HAPSMobile Sunglider reaches 63,000ft, demos broadband transmission
The HAPSMobile Sunglider unmanned air vehicle reached an altitude of more than 60,000ft above sea level during a 20h demonstration flight on 21 and 22 September.
The HAPSMobile Sunglider unmanned air vehicle (UAV) reached an altitude of more than 60,000ft during a 20h demonstration flight on 21 and 22 September.
The solar-powered high-altitude pseudo-satellite (HAPS) also conducted a long-distance broadband communication test, the company says on 8 October. Sunglider appears to be a rebranding from the aircraft’s original name, Hawk30.
HAPSMobile is a joint venture between majority owner SoftBank of Japan, a conglomerate with roots in the telecommunications industry, and minority owner Aerovironment, which is building and flight testing the flying wing.
The flight test began at 05:16 US Mountain time on 21 September and ended at 01:32 the following day.
“The Aerovironment team piloted Sunglider to a stratospheric altitude of 62,500ft above Spaceport America in New Mexico,” the company says. “Sunglider successfully achieved major test objectives relating to propulsion, power systems, flight control, navigation and data link integrity, as well as structural performance during the most turbulent phases of the flight as it entered and exited the jet stream.”
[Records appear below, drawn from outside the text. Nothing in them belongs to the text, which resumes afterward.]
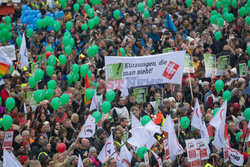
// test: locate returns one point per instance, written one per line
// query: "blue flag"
(169, 23)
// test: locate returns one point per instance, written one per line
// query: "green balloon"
(219, 85)
(84, 69)
(110, 95)
(19, 41)
(49, 94)
(52, 60)
(145, 119)
(7, 20)
(218, 4)
(96, 19)
(247, 114)
(189, 3)
(57, 26)
(69, 25)
(91, 12)
(38, 75)
(89, 93)
(106, 106)
(146, 14)
(97, 115)
(85, 27)
(185, 122)
(52, 84)
(32, 82)
(215, 111)
(62, 59)
(10, 103)
(150, 3)
(238, 136)
(55, 103)
(76, 7)
(116, 14)
(141, 151)
(218, 35)
(64, 99)
(91, 23)
(75, 68)
(50, 71)
(141, 7)
(227, 95)
(7, 122)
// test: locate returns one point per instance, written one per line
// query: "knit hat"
(23, 158)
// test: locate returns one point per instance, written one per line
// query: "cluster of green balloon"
(215, 111)
(150, 3)
(30, 32)
(76, 7)
(64, 99)
(145, 119)
(141, 7)
(38, 75)
(219, 85)
(247, 114)
(238, 136)
(116, 14)
(146, 14)
(110, 95)
(84, 70)
(97, 115)
(106, 106)
(55, 103)
(7, 122)
(227, 95)
(10, 103)
(5, 30)
(189, 3)
(89, 93)
(39, 95)
(185, 122)
(92, 50)
(62, 59)
(141, 151)
(218, 35)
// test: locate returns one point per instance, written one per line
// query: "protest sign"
(8, 140)
(222, 65)
(127, 72)
(243, 69)
(9, 51)
(210, 65)
(192, 152)
(189, 64)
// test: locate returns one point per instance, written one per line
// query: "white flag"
(158, 159)
(220, 117)
(125, 156)
(80, 164)
(174, 147)
(9, 160)
(94, 103)
(23, 53)
(236, 157)
(107, 150)
(88, 129)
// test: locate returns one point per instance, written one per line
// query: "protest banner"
(222, 65)
(8, 140)
(127, 72)
(243, 69)
(189, 64)
(9, 51)
(210, 65)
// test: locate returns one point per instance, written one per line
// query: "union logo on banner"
(170, 71)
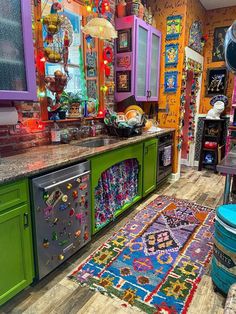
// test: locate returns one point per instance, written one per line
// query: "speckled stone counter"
(47, 158)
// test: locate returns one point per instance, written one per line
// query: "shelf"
(9, 22)
(12, 62)
(72, 120)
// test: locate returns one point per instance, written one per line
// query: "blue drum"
(223, 271)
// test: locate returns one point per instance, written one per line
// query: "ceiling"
(215, 4)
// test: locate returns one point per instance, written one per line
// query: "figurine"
(218, 102)
(56, 85)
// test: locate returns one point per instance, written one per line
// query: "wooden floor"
(58, 295)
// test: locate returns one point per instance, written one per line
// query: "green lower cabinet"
(149, 166)
(16, 261)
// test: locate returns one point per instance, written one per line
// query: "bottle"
(93, 129)
(55, 134)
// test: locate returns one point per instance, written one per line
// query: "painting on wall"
(218, 44)
(172, 55)
(216, 82)
(91, 61)
(195, 37)
(92, 89)
(173, 30)
(171, 82)
(124, 41)
(123, 81)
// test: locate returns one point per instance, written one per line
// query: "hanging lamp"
(101, 28)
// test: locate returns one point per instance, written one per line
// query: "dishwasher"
(61, 215)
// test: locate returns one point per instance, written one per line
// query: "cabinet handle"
(26, 220)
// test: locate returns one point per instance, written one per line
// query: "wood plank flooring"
(57, 295)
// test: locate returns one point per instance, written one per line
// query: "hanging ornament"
(100, 28)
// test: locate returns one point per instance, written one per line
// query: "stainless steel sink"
(98, 142)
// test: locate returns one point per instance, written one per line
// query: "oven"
(164, 156)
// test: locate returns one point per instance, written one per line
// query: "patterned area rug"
(157, 259)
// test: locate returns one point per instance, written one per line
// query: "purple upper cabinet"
(17, 66)
(137, 60)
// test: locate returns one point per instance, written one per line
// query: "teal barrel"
(223, 271)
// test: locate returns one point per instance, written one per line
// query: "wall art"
(124, 41)
(173, 27)
(171, 55)
(92, 89)
(123, 81)
(123, 61)
(195, 37)
(91, 61)
(216, 82)
(218, 44)
(171, 82)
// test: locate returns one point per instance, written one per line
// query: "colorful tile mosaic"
(157, 259)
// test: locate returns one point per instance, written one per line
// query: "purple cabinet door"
(154, 64)
(17, 66)
(141, 58)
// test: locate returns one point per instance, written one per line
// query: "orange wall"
(195, 12)
(162, 9)
(215, 18)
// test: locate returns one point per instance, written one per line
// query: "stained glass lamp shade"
(100, 28)
(230, 48)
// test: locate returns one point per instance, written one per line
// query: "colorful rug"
(157, 259)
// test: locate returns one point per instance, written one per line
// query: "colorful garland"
(196, 68)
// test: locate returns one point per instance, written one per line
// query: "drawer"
(12, 194)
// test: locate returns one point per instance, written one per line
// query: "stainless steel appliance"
(61, 215)
(165, 156)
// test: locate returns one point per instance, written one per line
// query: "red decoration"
(107, 60)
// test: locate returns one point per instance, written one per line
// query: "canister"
(223, 271)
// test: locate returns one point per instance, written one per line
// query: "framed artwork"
(171, 82)
(124, 41)
(92, 89)
(173, 27)
(195, 37)
(123, 61)
(216, 82)
(91, 62)
(218, 44)
(123, 81)
(171, 55)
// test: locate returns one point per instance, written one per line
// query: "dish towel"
(167, 155)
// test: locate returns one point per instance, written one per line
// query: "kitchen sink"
(98, 142)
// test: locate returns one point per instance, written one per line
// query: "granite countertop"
(228, 164)
(47, 158)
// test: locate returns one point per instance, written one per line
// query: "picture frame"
(171, 55)
(123, 81)
(218, 54)
(216, 82)
(171, 82)
(123, 41)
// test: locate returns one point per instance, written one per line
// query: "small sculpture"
(56, 84)
(219, 103)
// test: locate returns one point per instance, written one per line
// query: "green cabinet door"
(149, 166)
(16, 259)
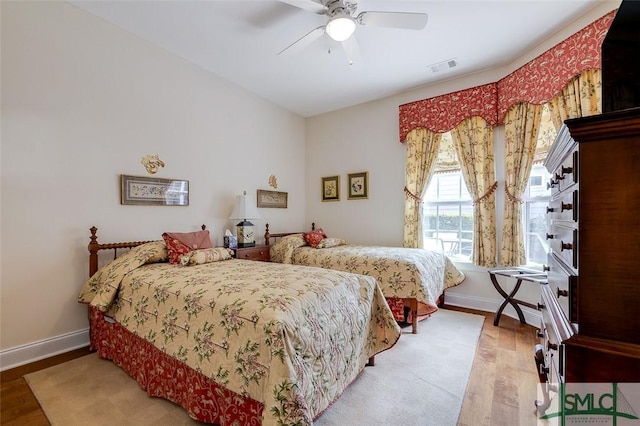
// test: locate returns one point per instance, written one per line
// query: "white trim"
(31, 352)
(531, 316)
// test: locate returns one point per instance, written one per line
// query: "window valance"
(536, 82)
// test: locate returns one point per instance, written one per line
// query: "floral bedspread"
(400, 272)
(290, 337)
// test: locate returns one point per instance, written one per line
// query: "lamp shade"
(243, 208)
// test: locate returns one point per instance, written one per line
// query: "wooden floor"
(501, 389)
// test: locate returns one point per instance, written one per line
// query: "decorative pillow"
(202, 256)
(314, 238)
(101, 289)
(157, 251)
(179, 244)
(331, 242)
(282, 250)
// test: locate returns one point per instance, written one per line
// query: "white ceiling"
(239, 41)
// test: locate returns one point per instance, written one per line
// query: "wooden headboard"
(268, 236)
(94, 246)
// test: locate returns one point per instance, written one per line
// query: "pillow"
(314, 238)
(282, 250)
(179, 244)
(157, 252)
(331, 242)
(202, 256)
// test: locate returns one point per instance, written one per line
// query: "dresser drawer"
(260, 253)
(567, 174)
(564, 207)
(564, 243)
(563, 284)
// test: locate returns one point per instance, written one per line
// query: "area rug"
(420, 381)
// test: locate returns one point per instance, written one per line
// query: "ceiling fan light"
(341, 27)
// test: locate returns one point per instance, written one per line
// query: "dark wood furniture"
(259, 253)
(520, 275)
(590, 329)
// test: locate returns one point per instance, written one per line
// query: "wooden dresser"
(590, 329)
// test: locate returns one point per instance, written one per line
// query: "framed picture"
(331, 188)
(272, 199)
(358, 185)
(142, 190)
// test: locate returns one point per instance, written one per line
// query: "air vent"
(444, 65)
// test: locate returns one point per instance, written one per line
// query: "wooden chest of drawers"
(590, 331)
(260, 253)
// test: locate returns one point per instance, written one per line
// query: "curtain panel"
(536, 82)
(522, 124)
(422, 151)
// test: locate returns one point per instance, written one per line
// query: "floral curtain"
(422, 150)
(473, 139)
(581, 97)
(522, 124)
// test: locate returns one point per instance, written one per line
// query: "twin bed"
(412, 280)
(234, 341)
(244, 342)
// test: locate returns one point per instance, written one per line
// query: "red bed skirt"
(163, 376)
(403, 315)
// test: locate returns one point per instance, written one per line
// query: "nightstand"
(258, 252)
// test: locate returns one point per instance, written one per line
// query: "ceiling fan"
(343, 21)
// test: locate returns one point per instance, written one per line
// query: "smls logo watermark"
(616, 404)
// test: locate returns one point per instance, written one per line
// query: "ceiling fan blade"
(351, 49)
(303, 41)
(308, 5)
(405, 20)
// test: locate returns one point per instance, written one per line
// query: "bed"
(412, 280)
(234, 341)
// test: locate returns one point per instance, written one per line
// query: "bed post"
(266, 234)
(93, 251)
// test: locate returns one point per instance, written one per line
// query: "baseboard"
(21, 355)
(531, 316)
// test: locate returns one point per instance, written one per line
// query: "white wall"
(365, 138)
(82, 102)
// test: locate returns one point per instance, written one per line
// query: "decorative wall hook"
(152, 163)
(273, 181)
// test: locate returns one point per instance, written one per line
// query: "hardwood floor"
(501, 389)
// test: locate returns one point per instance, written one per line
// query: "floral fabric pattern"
(101, 288)
(202, 256)
(289, 337)
(400, 272)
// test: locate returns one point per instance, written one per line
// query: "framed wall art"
(331, 188)
(358, 185)
(272, 199)
(150, 191)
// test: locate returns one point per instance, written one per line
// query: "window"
(448, 216)
(534, 216)
(447, 213)
(537, 196)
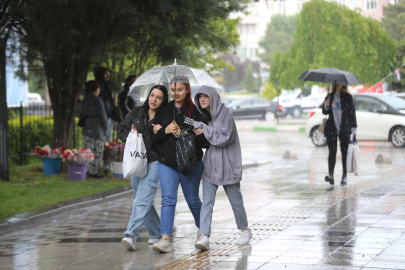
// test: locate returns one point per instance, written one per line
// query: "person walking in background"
(128, 102)
(222, 163)
(95, 125)
(166, 129)
(102, 76)
(144, 212)
(340, 125)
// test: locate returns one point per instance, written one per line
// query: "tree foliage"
(278, 37)
(332, 35)
(70, 36)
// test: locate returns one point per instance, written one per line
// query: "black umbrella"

The company did not disclose details about its major test objectives for the flying-wing UAV.
This was the fifth flight demonstration of the aircraft since its first take-off in September 2019.
The recent demonstration also included a wireless broadband communications test using Long-Term Evolution (LTE) equipment developed by Alphabet’s Loon and HAPSMobile.
The wireless LTE transmissions connected people using computers in Tokyo to others in New Mexico and the Silicon Valley area. “Employing standard LTE smartphones, a team at Spaceport America conducted multiple video calls via the Sunglider’s payload while the aircraft circled for more than 5h in the stratosphere,” HAPSMobile says.
The Sunglider’s broadband transmission footprint on earth is 124mi (200km) in diameter. It is not clear how the UAV’s LTE equipment connected New Mexico, Silicon Valley and Tokyo, though it may have just relayed one segment of the video footage’s journey, with underground and undersea cables, or communications satellites, relaying the rest.
HAPSMobile could not be immediately reached for comment.
The Sunglider is designed to fly at about 65,000ft, which is defined as the stratosphere. The flying wing has a span of 80m (262ft) that is covered with solar panels on its topside. The solar panels continuously recharge the aircraft’s high-energy-density lithium ion batteries, which power 10 electric motors driving propellers.
HAPSMobile says the aircraft is designed to stay aloft for several months – endurance that could enable the UAV to act as a telecommunications pseudo-satellite.